Now you need to disconnect the clutch rod, the longest one without the 'long nut' (turnbuckle).

Now you need to adjust the shift lever (the rod/handle you use to shift) so that it's in the centre of the 'groove' for 1st gear. You do this by turning the turnbuckle, turning in makes it go to the left, turning out to the right.

HOWEVER, this is only how to fine tune the gears, in reality your shifting mechanism is wayyy out of specification, and the manual doesn't describe how to fix this because it hadn't considered what decades of abuse and neglect would do...

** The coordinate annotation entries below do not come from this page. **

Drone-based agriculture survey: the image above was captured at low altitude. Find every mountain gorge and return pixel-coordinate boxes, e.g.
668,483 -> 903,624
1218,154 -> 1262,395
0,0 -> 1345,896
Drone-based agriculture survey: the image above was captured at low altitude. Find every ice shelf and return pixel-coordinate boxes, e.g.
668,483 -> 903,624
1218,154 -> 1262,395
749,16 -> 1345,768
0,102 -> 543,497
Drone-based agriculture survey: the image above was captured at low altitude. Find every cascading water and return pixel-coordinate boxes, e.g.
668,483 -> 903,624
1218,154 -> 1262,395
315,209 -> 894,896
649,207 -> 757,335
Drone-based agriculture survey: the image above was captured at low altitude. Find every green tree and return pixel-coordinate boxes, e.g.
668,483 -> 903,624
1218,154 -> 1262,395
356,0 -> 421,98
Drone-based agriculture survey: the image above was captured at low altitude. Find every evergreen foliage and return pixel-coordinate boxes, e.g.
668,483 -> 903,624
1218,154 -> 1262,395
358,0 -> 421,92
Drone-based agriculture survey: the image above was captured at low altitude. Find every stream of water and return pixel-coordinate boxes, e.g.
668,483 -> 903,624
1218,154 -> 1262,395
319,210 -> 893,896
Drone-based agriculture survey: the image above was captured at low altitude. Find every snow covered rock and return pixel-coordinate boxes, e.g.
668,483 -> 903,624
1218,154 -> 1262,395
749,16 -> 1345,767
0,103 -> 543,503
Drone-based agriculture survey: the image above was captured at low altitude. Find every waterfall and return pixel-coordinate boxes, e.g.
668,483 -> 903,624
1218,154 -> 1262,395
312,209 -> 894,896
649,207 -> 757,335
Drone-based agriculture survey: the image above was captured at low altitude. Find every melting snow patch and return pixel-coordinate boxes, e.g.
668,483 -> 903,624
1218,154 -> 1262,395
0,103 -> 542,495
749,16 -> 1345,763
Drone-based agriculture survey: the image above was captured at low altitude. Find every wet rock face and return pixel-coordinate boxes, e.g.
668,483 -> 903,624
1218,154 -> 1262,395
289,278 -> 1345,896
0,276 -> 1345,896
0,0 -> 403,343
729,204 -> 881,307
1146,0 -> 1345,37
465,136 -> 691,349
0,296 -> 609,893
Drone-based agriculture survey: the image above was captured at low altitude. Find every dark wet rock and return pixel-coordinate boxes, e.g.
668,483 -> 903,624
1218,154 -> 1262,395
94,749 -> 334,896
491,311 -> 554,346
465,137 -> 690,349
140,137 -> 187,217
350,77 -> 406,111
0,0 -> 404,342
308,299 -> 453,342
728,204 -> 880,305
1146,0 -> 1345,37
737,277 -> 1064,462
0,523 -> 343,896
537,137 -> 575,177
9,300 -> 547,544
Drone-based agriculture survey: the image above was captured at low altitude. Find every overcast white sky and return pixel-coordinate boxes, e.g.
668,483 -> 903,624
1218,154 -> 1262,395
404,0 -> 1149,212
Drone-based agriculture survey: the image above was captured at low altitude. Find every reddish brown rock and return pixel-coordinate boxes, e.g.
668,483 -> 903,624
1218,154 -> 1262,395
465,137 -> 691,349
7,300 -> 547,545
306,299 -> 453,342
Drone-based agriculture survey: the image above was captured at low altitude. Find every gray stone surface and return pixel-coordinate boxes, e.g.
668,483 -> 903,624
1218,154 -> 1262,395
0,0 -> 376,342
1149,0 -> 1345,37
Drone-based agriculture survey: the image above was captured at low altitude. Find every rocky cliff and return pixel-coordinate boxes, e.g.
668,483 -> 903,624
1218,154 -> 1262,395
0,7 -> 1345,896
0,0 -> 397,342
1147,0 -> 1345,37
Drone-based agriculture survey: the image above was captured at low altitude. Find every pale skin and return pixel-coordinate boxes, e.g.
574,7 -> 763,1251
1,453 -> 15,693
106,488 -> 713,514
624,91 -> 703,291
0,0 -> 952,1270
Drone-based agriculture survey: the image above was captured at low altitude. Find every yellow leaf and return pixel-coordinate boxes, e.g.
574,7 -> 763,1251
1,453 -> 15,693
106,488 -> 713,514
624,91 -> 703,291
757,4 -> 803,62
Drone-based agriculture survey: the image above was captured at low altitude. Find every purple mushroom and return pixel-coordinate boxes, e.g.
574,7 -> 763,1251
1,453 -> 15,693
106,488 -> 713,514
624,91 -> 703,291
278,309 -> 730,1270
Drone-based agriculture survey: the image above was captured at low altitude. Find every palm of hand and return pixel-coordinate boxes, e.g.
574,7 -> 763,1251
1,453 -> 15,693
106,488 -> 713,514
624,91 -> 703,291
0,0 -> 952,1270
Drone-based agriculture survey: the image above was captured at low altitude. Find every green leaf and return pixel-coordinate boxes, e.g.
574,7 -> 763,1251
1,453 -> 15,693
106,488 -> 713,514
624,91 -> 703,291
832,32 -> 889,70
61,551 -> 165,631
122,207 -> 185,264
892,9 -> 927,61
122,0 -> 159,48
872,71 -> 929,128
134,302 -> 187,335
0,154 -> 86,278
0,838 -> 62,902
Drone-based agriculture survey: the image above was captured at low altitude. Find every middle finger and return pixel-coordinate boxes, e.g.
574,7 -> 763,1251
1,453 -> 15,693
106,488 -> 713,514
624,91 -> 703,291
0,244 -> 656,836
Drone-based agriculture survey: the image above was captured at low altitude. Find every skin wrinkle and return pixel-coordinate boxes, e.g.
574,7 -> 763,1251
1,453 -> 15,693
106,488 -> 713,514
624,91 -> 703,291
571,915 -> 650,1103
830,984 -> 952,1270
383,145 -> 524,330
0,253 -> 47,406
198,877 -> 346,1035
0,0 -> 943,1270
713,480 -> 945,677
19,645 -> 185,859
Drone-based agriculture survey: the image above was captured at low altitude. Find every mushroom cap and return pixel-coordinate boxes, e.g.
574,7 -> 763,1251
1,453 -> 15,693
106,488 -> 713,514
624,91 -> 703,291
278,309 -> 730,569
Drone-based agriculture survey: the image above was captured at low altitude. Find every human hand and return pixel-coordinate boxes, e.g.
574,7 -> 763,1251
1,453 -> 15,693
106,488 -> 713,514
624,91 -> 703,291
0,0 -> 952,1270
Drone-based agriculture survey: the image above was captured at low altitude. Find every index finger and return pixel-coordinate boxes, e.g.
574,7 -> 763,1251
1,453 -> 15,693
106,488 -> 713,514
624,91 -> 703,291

To fix this you will need to straighten out the shift rod (with turnbuckle) the two ball joints on either end are probably worn out pretty well, and no longer facing the right direction. You need to make this rod absolutely straight with either ball joints in the exact correct position for this to work, and that's a lot trickier than said, I've seen this exact issue on every older yamaha snowblower I got, they are not maintained, and go wildly out of spec because they work anyway and nobody bothers to check it.

Then you need to reattach everything, and make sure that the gear is dropping into the correct hole, and the rubber wheel is is the correct positioning, further away being faster, closer to the centre of the disc, slower. These machines are usually so well used that all the parts are off spec, so you just have to do it by eye.

While you're in there, spray everything down and make it clean. Lubricate the rod that the rubber wheel slides along with grease, but make sure nothing falls onto the plate below it.

It'll be a lot of fiddling, but once you get it, it'll shift fantastic for many more years.


----------



## johnmarvin (3 mo ago)

English_Cat said:


> It's a bit of a pain to adjust, but you stand the snowblower vertically and take off the bottom plate.
> 
> If you follow the shifter down from the handles, you'll see that it activities a plunger mechanism, on the other side of that you'll see a 'moon' like piece with holes for the forward gears, and reverse gears.
> 
> ...


Thanks kindly


----------



## English_Cat (Sep 1, 2020)

I guess I should mention that you can 'cheat' the shifting by removing the moon piece, but that just means that you won't notice that 4th gear is actually putting out 3rd gear speeds because the system is still out of alignment, but no longer getting stuck in the holes that hold the gear speeds. It can be a quick fix, but I really wouldn't recommend it. I did it on one snowblower, and it always felt lackluster in speed afterwards.


----------